PROPERTY TAX

    A change in the taxation system offers another way of creating pressure for efficiency. In the current system of income taxes, whoever produces more pays more. As a result, efficient managers who produce more have to share the gains from their efficiency with the government through higher taxes. The government also absorbs (through lower taxes) a fraction of the losses of the incompetent. But this favors the inefficient. Those who waste resources in lavish and extravagant expenses or who make unsound investments are subsidized by the taxation system, which absorbs part of these expenses or losses, while efficient managers are penalized because part of their superior returns goes to the government.

    Not all taxation systems have this effect. A tax based on property (not income) tends to penalize the inefficient and reward the efficient. To see this, consider a tax of 1 percent levied on all productive assets that a person directly holds. The tax due on farmland worth $1 million would then be $10,000. Suppose a would-be author from the city who likes rustic surroundings but has little ability to farm can produce only $5,000 in net income from this land. All her farming income will be taken by the government, and she will have to find an equal amount elsewhere. If her books do not sell or she cannot lobby for farm assistance, she will have to sell her land to someone who can do a better job of farming it.

    Contrast her with a son of the soil who knows his farming and earns $100,000 from a similar piece of land. Only one-tenth of his income will be paid in taxes. More important, if he improves the productivity of his fields and increases his income to $150,000, he retains all the gains rather than only a fraction of them as under an income tax system. Moreover, he can expand by buying the city dilettante’s land. The son of the soil has less of an incentive to lobby for farm subsidies or for trade barriers against foreign products: subsidies will keep the dilettante in business, preventing him from expanding, and trade barriers will invite retaliatory barriers that will prevent him from selling his grain abroad. In this way, a property tax favors efficient producers and helps strengthen promarket forces.4

    Some readers may wonder why a free market in land will not lead to the efficient allocation of resources. In other words, why does the efficient son of the soil not buy out the incompetent writer? The problem is that the writer gets psychic nonmonetary value from the land that makes up for her incompetence at farming. This psychic income is not taxed. As a result, even if her psychic income does not make up for the lost monetary income, the son of the soil will find it hard to buy her out. Under the current tax regime, psychic income is tax exempt while anyone who produces monetary income faces the full burden of taxes. So everything else being equal, the producer of monetary income is willing to pay less for a piece of property than one who enjoys psychic income from it. Similarly, the current tax regime subsidizes the survival of incompetent businessmen who get personal value from running their firms. A change from taxes on the income generated by property to a tax on the value of property itself will avoid these inefficiencies.

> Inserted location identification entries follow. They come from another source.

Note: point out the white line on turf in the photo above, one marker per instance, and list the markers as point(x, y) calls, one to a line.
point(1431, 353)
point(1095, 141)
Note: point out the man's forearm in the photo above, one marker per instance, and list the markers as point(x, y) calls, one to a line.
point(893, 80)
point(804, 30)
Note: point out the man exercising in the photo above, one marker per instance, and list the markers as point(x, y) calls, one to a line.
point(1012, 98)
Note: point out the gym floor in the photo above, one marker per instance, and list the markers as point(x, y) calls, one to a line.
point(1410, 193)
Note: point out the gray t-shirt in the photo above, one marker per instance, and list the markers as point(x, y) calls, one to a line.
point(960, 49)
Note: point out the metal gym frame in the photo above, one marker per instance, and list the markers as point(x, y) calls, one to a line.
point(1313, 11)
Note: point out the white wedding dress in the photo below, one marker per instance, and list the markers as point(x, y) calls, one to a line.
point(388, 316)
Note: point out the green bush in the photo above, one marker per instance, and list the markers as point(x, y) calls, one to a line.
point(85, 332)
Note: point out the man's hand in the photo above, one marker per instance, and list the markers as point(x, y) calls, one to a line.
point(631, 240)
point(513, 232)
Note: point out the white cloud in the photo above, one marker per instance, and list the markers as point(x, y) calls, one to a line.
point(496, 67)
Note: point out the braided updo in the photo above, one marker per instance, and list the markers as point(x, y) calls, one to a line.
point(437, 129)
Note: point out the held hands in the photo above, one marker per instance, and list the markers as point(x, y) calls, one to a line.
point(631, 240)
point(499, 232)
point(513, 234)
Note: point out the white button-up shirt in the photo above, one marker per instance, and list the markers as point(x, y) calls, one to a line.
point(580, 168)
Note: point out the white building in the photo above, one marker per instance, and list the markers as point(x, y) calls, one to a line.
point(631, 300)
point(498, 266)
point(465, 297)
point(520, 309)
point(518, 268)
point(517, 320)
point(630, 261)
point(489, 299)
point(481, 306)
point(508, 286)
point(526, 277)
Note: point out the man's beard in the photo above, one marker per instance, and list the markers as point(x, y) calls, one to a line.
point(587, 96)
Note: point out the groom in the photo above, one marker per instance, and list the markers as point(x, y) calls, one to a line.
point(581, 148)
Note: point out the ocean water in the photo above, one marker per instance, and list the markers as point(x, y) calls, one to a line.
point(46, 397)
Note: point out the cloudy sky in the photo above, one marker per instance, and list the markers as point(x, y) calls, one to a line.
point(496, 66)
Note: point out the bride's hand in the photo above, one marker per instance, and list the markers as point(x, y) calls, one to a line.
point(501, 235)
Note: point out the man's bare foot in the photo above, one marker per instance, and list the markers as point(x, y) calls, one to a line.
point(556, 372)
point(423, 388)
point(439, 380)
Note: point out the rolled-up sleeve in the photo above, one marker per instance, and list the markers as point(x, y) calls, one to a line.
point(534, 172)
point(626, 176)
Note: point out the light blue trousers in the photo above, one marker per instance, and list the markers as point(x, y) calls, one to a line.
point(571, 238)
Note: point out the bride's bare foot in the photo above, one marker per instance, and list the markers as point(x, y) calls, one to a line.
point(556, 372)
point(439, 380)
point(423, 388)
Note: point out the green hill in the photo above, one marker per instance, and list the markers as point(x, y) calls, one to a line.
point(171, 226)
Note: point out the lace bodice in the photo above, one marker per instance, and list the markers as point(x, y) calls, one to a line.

    There are, of course, issues about how such a system would be administered. For example, how would the value of property be measured? It cannot be measured as the value of assets under the current inefficient producer’s control, for that would artificially depress the value and hence the taxes she would pay. To avoid rewarding incompetence, the value should be measured as a notional market value under average alternative management. There are ways of making these values quite precise. We do not see the problems in administering a system based on property taxes as significantly greater than the complexities of administering one based on income taxes.

    Traditionally, the argument against a property tax has been that it discourages investment. Under certain assumptions about the timing of the tax, this is true: for a given level of tax revenues, a property tax reduces the incentive to invest more than does an income tax. This should be set off, however, against the benefits of a property tax system in allocating ownership to more efficient hands, which contributes both to the general well-being of society and to the stability of the free market system. Thus, it makes sense to shift at least some of the tax burden from income to property.